2009年07月07日 | 詩歌に寄せるエッセイ
明日は七夕。

 こんな句がある。
    七夕や髪濡れしまま人に逢ふ
          (橋本多佳子『橋本多佳子句集』(角川文庫)より)

 これは女流俳人の橋本多佳子の作。
 洗い髪が乾かぬまま恋しい人のところへ行くという逢瀬のひと時を歌ったものかと思ったらそうではないらしい。

 七夕は「秋」の季語。 

七夕は陰暦ではすでに8月の半ばに当たり、立秋を過ぎている頃である。
これは夫を亡くして久しい作者が初秋のころ、洗い髪のまま人に逢うくらい平気になった境地を歌ったもの。

橋本多佳子(明治23年~昭和38年)


橋本多佳子、美女の誉れたかい高貴の未亡人.

明治32年、東京本郷に生まれる。祖父は琴の山田流家元、父は役人。
同44年、菊坂女子美術学校日本画科に入学するも病弱のために中退。大正3年、琴の奥許(おうきょ)を受ける。

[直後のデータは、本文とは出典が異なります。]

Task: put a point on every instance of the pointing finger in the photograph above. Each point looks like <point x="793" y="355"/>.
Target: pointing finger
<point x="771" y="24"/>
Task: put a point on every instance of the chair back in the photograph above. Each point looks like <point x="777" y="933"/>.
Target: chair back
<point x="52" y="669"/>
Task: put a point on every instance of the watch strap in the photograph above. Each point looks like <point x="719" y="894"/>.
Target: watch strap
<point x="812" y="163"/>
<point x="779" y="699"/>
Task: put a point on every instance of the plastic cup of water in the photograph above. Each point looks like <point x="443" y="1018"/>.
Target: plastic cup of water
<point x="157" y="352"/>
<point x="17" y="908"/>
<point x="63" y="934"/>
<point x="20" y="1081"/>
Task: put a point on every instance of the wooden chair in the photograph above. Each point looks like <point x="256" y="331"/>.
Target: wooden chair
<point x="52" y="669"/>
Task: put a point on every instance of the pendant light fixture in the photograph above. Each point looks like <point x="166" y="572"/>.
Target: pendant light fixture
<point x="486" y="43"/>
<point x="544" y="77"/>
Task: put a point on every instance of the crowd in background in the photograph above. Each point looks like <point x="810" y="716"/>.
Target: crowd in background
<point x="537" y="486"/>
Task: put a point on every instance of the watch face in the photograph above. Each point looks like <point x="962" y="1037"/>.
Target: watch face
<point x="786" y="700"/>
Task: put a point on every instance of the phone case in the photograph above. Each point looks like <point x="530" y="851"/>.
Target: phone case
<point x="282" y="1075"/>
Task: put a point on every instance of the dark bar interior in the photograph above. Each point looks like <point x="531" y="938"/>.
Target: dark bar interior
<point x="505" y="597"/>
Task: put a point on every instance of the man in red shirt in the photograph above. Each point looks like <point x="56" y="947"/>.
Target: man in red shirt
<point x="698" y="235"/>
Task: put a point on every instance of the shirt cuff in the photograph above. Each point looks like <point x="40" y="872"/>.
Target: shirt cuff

大正6年、18歳で橋本豊次郎と結婚。豊次郎は大阪船場の商家の次男で若くして渡米し、土木建築学を学んで帰国、財を成した実業家。ロマンチストで、芸術にも深い造詣があった。結婚記念に大分農場(10万坪)を拓(ひら)き経営。
結婚記念に大分農場(十万坪)を拓き経営。九年、小倉市中原(現、北九州市小倉北区)に豊次郎設計の三階建て、和洋折衷の西洋館「櫓山荘」を新築。山荘は小倉の文化サロンとなり、中央から著名な文化人が多く訪れる。
 十一年、高浜虚子を迎えて俳句会を開催。このとき接待役の多佳子が、暖炉の上の花瓶から落ちた椿の花を拾い、焔に投げ入れた。それを目にした虚子はすかさず一句を作って示すのだ。「落椿投げて暖炉の火の上に」。この一事で俳句に興味を覚える。これより同句会に参加していた小倉在住の杉田久女の指導を受けて、やがて「アララギ」他の雑詠に投稿する。
 昭和四年、小倉より大阪帝塚山に移住。終生の師山口誓子に出会い、作句に励む。私生活では理解ある夫との間に四人の娘に恵まれる。まったく絵に描いたような幸せな暮らしぶり。しかし突然夫は他界する不幸が訪れた。

  月光にいのち死にゆくひとと寝る

夫婦仲がよかったものの片割れが亡くなるということは身を引きちがれるようなことだ。

    雪はげし夫の手のほか知らず死ぬ

 狂おしいばかりに夫を恋したう妻の歌だ。

 七夕の夕、橋本多佳子の句

 七夕や髪濡れしまま人に逢ふ

 に思いを馳せてみたが、ここでの七夕は何と陰暦の七夕。すでに立秋を越えた頃のことだったとは・・・。
 しかし、織姫と彦星は一年に一回はあえるけれど、この世とあの世あいだにある三途の川は越えることができない橋本多佳子の思いの壮絶は句によって昇華されて読者の胸を打つのである。

 文藝というものの美しさに感動する。
 短歌の世界では現代短歌のあり方や文化の継承について、また古くからの歌人の歌を賞味期限切れなどと言ってみたり、なにかとかまびすしいようだけれど、こうして実際美しく胸を打つ作品に触れるとそんな論議など無用なことのように思われる。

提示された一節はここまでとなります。